(Lepiota rachodes, Macrolepiota rachodes)
Shaggy Parasol
There are several species of shaggy parasols that make excellent eating, and one that causes very severe indigestion in anyone, namely the green-spored Chlorophyllum molybdites. The latter is common in California and all-but-nonexistent in the Northwest.
These mushrooms reach dinner plate size when expanded. The caps have concentric rings of scales the break apart, while the disk remains brown and unbroken. The taste and preparation closely parallel that of the edible meadow mushroom and other Agaricus species.
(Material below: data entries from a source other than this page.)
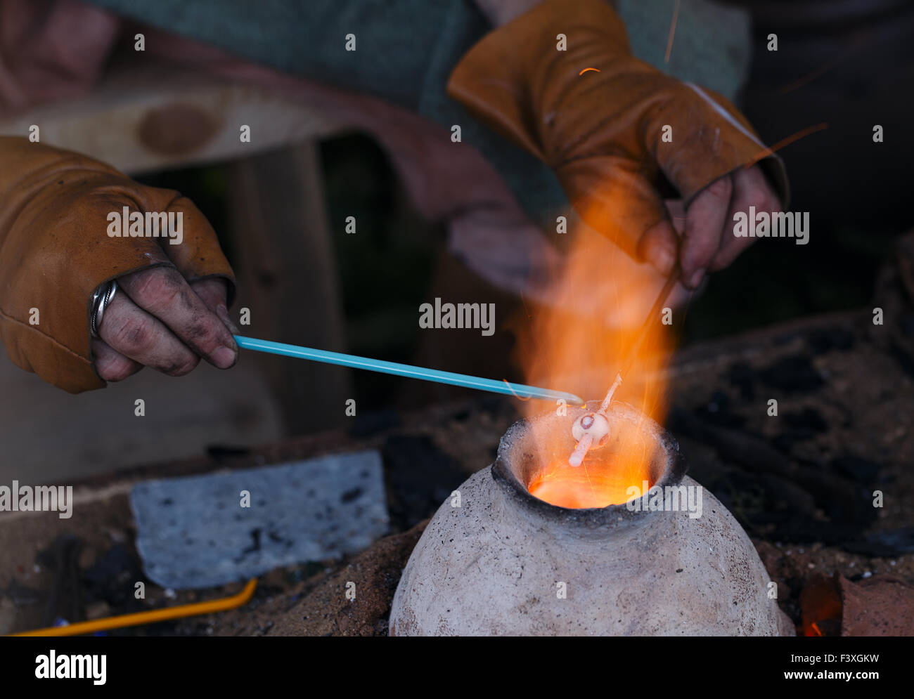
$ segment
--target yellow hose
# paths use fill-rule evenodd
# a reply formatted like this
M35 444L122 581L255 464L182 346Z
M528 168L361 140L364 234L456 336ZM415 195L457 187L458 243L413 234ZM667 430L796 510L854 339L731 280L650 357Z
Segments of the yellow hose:
M11 636L78 636L81 633L94 633L95 631L104 631L109 629L121 629L125 626L139 626L140 624L151 624L154 621L165 621L166 619L180 619L181 617L193 617L197 614L209 614L214 611L225 611L240 607L250 599L257 588L257 578L248 581L244 589L237 595L224 597L219 599L210 599L208 602L195 602L194 604L182 604L178 607L169 607L165 609L152 609L150 611L140 611L134 614L122 614L118 617L106 617L104 619L94 619L91 621L80 621L68 626L52 626L48 629L36 629L34 631L23 631L22 633L11 633Z

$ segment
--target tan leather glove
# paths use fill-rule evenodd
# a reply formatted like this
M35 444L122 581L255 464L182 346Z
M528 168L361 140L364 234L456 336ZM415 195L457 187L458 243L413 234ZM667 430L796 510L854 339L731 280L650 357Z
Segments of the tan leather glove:
M448 93L547 163L588 225L635 259L644 232L667 218L670 185L687 207L761 161L786 206L783 164L746 119L633 58L606 0L547 0L495 29L457 65Z
M109 237L108 215L125 206L183 212L183 241ZM177 192L139 185L79 154L0 137L0 338L21 368L71 393L104 387L90 349L92 292L163 266L188 281L221 277L233 288L215 232Z

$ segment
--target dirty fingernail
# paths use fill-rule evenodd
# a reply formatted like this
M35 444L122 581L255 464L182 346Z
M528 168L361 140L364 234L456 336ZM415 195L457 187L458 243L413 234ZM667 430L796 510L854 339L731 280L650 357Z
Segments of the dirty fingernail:
M234 350L228 349L228 347L219 347L216 352L211 355L213 364L218 366L220 369L228 369L233 364L235 364L235 359L238 357L238 353Z
M691 287L692 289L697 287L698 284L701 283L701 280L704 278L704 276L705 276L704 267L701 268L700 270L696 270L695 274L693 274L688 281L689 287Z

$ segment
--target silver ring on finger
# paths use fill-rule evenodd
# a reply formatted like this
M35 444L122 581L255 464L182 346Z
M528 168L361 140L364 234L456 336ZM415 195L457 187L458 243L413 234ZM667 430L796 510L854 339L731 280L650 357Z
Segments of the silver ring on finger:
M99 329L101 327L101 319L105 314L105 308L114 298L117 291L117 282L112 280L107 284L102 284L92 294L92 312L90 316L89 329L92 337L99 336Z

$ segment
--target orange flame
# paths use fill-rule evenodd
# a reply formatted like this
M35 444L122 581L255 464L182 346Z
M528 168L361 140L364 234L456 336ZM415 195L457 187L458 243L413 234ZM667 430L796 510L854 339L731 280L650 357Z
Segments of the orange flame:
M517 333L518 355L529 383L600 401L628 360L665 280L586 226L567 235L572 245L563 267L547 291L539 294L552 303L529 309L529 320ZM628 403L662 423L666 412L664 369L673 337L663 314L654 320L648 323L647 335L613 402ZM543 409L536 401L524 406L530 414ZM569 432L572 413L569 408ZM544 464L527 489L552 504L576 508L624 503L633 497L631 486L641 494L643 482L654 484L649 469L654 442L637 429L612 438L607 440L610 446L591 449L579 467L569 466L567 460ZM533 439L540 453L547 454L556 452L558 440L569 437L540 426Z

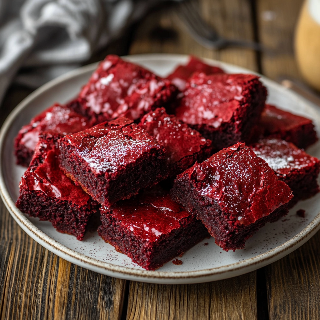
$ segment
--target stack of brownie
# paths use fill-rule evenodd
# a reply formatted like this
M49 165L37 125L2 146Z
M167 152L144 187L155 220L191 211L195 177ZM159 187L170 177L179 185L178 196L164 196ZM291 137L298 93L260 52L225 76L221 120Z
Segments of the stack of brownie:
M19 132L17 206L80 240L100 212L99 234L148 270L210 235L242 248L319 192L319 161L299 148L317 140L312 122L267 94L194 57L165 79L108 56Z

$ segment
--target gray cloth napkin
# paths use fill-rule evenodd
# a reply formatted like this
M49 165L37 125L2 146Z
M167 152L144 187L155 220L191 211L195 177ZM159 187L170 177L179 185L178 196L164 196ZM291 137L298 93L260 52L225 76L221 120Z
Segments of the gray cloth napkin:
M76 68L164 0L0 0L0 103L21 67L37 87Z

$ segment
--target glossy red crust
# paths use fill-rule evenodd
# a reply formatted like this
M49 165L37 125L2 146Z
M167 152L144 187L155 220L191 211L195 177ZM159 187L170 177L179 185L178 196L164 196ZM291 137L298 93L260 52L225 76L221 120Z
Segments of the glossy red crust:
M29 167L20 184L16 205L22 212L49 220L57 231L82 239L98 203L60 169L59 137L40 136Z
M119 116L135 120L171 105L178 89L170 81L117 56L107 56L81 90L84 111L97 123Z
M139 125L164 146L170 177L183 172L196 161L202 162L211 154L210 140L174 116L169 116L164 108L145 115Z
M316 158L293 143L276 138L261 139L251 147L290 187L294 196L291 206L319 192L317 179L320 162Z
M266 105L259 124L260 136L271 136L305 149L318 140L312 120ZM259 135L256 135L257 136Z
M161 267L210 236L201 221L159 188L110 208L102 206L100 212L99 235L148 270Z
M101 204L129 199L168 176L164 147L125 118L59 142L66 174Z
M28 166L41 133L70 134L92 125L87 118L76 112L69 105L55 104L36 116L19 131L14 141L17 164Z
M243 248L259 228L286 214L292 197L267 163L240 143L178 175L170 194L227 251Z
M200 73L192 76L184 93L176 116L220 150L251 136L267 90L252 75Z
M179 90L184 90L188 80L193 74L197 72L203 72L207 75L224 73L222 69L217 67L209 66L196 57L191 56L187 65L178 66L167 78L176 85Z

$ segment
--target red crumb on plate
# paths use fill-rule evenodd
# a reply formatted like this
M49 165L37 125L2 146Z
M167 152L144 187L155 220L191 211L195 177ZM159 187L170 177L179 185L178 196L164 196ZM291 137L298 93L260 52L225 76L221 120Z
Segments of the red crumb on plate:
M181 260L180 260L177 258L176 258L176 260L173 260L172 261L172 263L173 264L175 264L176 266L180 266L181 264L182 264L182 262Z
M303 209L300 209L297 212L297 214L302 218L304 218L306 216L306 210Z

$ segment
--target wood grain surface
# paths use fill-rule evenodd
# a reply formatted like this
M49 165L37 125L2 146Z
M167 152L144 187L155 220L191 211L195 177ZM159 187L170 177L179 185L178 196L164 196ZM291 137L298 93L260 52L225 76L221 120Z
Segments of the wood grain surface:
M204 18L221 35L253 40L251 5L248 0L201 0L198 5ZM204 48L186 31L171 8L151 13L139 25L130 54L149 52L193 54L258 71L254 51L234 48L218 51Z
M268 49L205 48L186 32L172 7L150 13L125 36L98 53L191 54L220 60L276 79L299 78L292 50L302 0L200 0L206 20L223 36L259 39ZM0 123L31 91L16 86ZM270 266L239 277L197 284L126 281L70 263L23 232L0 201L0 319L320 319L318 233Z
M320 319L320 232L266 267L271 320Z
M261 55L262 73L277 80L300 77L294 59L294 27L303 0L257 0L258 36L267 50Z
M255 319L256 272L196 284L130 282L128 320Z

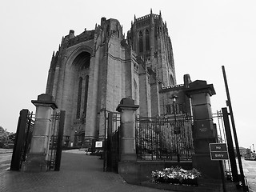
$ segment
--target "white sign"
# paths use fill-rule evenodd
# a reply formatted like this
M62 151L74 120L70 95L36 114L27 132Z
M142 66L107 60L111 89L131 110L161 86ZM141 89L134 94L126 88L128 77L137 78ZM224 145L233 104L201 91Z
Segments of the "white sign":
M95 147L96 148L102 147L102 142L95 142Z

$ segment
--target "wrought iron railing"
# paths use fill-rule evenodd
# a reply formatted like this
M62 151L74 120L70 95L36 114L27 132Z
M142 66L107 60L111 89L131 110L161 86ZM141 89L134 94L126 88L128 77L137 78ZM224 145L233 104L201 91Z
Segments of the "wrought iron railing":
M178 116L174 119L137 116L135 128L138 160L191 160L194 146L190 117Z

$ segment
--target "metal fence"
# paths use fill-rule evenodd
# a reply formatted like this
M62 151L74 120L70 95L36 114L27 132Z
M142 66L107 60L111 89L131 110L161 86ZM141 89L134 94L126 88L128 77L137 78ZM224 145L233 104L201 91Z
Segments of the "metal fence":
M190 117L135 118L138 160L191 160L194 154Z
M22 162L26 161L30 148L32 132L34 125L34 114L26 109L20 111L18 121L14 151L11 158L10 170L19 170Z

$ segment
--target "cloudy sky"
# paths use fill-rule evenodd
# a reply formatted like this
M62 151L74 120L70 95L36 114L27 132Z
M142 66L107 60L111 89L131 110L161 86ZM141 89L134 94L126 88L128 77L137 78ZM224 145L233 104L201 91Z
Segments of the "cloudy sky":
M93 4L95 2L95 4ZM214 84L213 111L226 106L225 66L239 144L256 144L256 2L254 0L10 0L0 6L0 126L16 131L20 110L45 93L54 50L74 30L94 30L102 17L130 30L136 18L159 14L166 21L178 84L183 74Z

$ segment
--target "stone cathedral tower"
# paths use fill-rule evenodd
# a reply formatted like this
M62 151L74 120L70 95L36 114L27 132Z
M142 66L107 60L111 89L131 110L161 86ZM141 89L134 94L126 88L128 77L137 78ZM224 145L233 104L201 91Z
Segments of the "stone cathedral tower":
M106 114L122 98L134 99L140 115L160 115L159 89L175 83L166 24L151 11L134 18L126 38L113 18L78 35L70 30L53 54L46 92L66 110L66 145L87 146L105 137Z

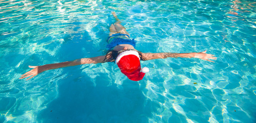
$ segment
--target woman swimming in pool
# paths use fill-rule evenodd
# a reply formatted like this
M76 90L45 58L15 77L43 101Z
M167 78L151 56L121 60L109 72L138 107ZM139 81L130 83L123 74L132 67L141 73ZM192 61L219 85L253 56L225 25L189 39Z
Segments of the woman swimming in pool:
M109 36L107 41L109 50L106 55L91 58L85 58L74 61L56 64L48 64L42 66L30 66L33 69L21 75L20 79L30 77L28 80L44 71L60 68L75 65L115 62L119 68L121 72L130 80L133 81L141 80L145 74L149 71L149 68L142 69L140 60L146 61L167 57L197 58L211 62L210 59L216 59L213 55L206 54L206 50L200 52L176 53L171 52L143 53L136 50L135 48L136 41L130 39L130 34L122 25L114 12L112 14L116 22L110 25Z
They are mild-flavored and tender. The caps have scales, not warts. The spore print is white. There is a persistent ring.The scales doe not wash away and cannot be easily peeled off. The stalk is tougher than the cap and requires slower, longer cooking. Try them battered and fried in panko, breadcrumbs or cornmeal or sauteed in butter. They dry and keep well and can be reconstituted for use in soups and broths. Eat only very fresh specimens and try them with sparingly and with caution the first time, as they are a bit more likely than other wild mushrooms to cause indigestion in some people. The shaggy parasol differs from the poisonous Chlorophyllum molybdites in having white spores, white vz greenish-olive gills, more bulbous lower stalk, a much scalier cap, and a habit of growing under trees as opposed to out in open fields. Also the shaggy parasol flesh in the stalk and cap turns yellow-orange if cut or bruised and then distinctly reddish.